COLOMBIA / 7 AUG 2013 BY JEREMY MCDERMOTT EN

More than two tons of marijuana, destined for export, have been traced back to the rebels of the FARC, revealing that cocaine is not the only money spinner for the Colombian guerrillas, who seem to be expanding their criminal portfolio.

The army seized the 2.3 ton consignment of marijuana in a truck in the city of Cali. The truck had come from the municipality of Caloto in the mountains behind Cali, a stronghold of the powerful 6th Front of the Revolutionary Armed Forces of Colombia (FARC). The drugs were due to travel on to the city of Buenaventura, the biggest port on the Pacific Coast, and then be exported abroad, the military said.

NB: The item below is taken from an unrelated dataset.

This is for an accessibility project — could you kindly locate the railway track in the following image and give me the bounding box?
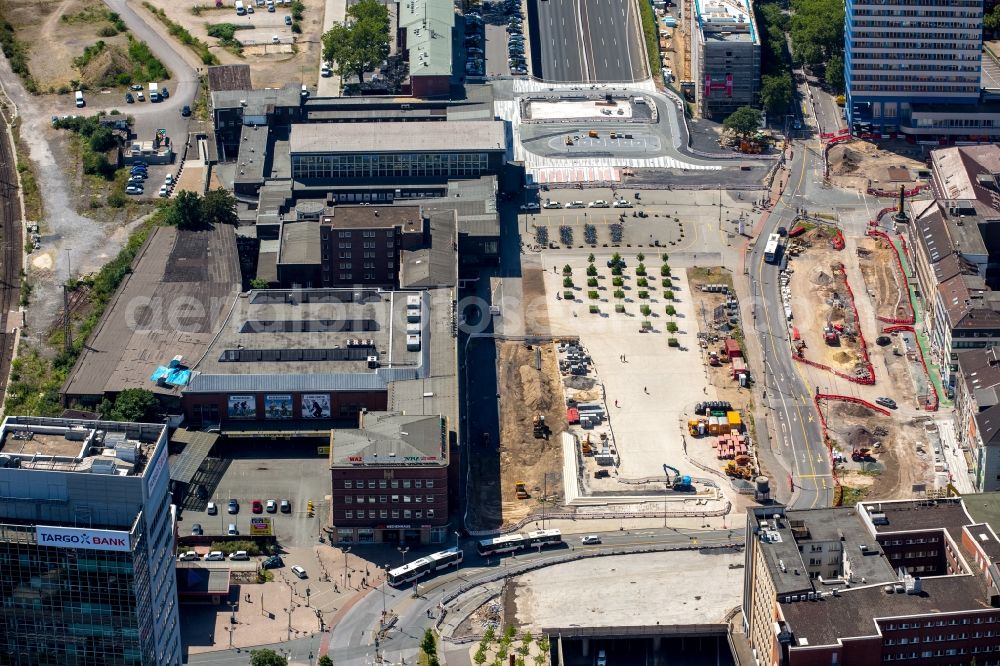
[0,110,24,404]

The drugs were valued at over $2 million, a price that would triple once exported abroad.

According to the military's Apollo Task Force, which operates along the Pacific coast, more than 300,000 marijuana plants have been seized along with 25 tons of marijuana, during army and navy operations.

InSight Crime Analysis

While the FARC have been in the cocaine business for decades, the 6th Front, based in the province of Cauca, has specialized in marijuana, turning it into a major stream of revenue for what is one of the most belligerent guerrilla units in the country. In July, the army discovered and destroyed six marijuana plantations in Corinto, Cauca, each under makeshift greenhouse roofs with lighting provided by generators. Intelligence gathered from FARC deserters indicate that the 6th Front has now embraced the cultivation and sale of marijuana.

The domestic marijuana market is booming, and Cauca has now become notorious for the production of a strain of marijuana known as "cripi," which is much more potent, and commands a higher price than regular types of the drug. The Ministry of Justice estimates that 640 tons of marijuana are consumed in Colombia each year, and that 70 percent of Colombia's marijuana production feeds this domestic market.

Marijuana shipments have been tracked going into neighboring Ecuador and Venezuela, whereas from the port of Buenaventura drug shipments can be moved to almost any part of the world. What is not clear is whether the FARC are simply selling the marijuana to buyers in Cauca, or getting involved in transportation, distribution or exportation of consignments and thus maximizing their profits.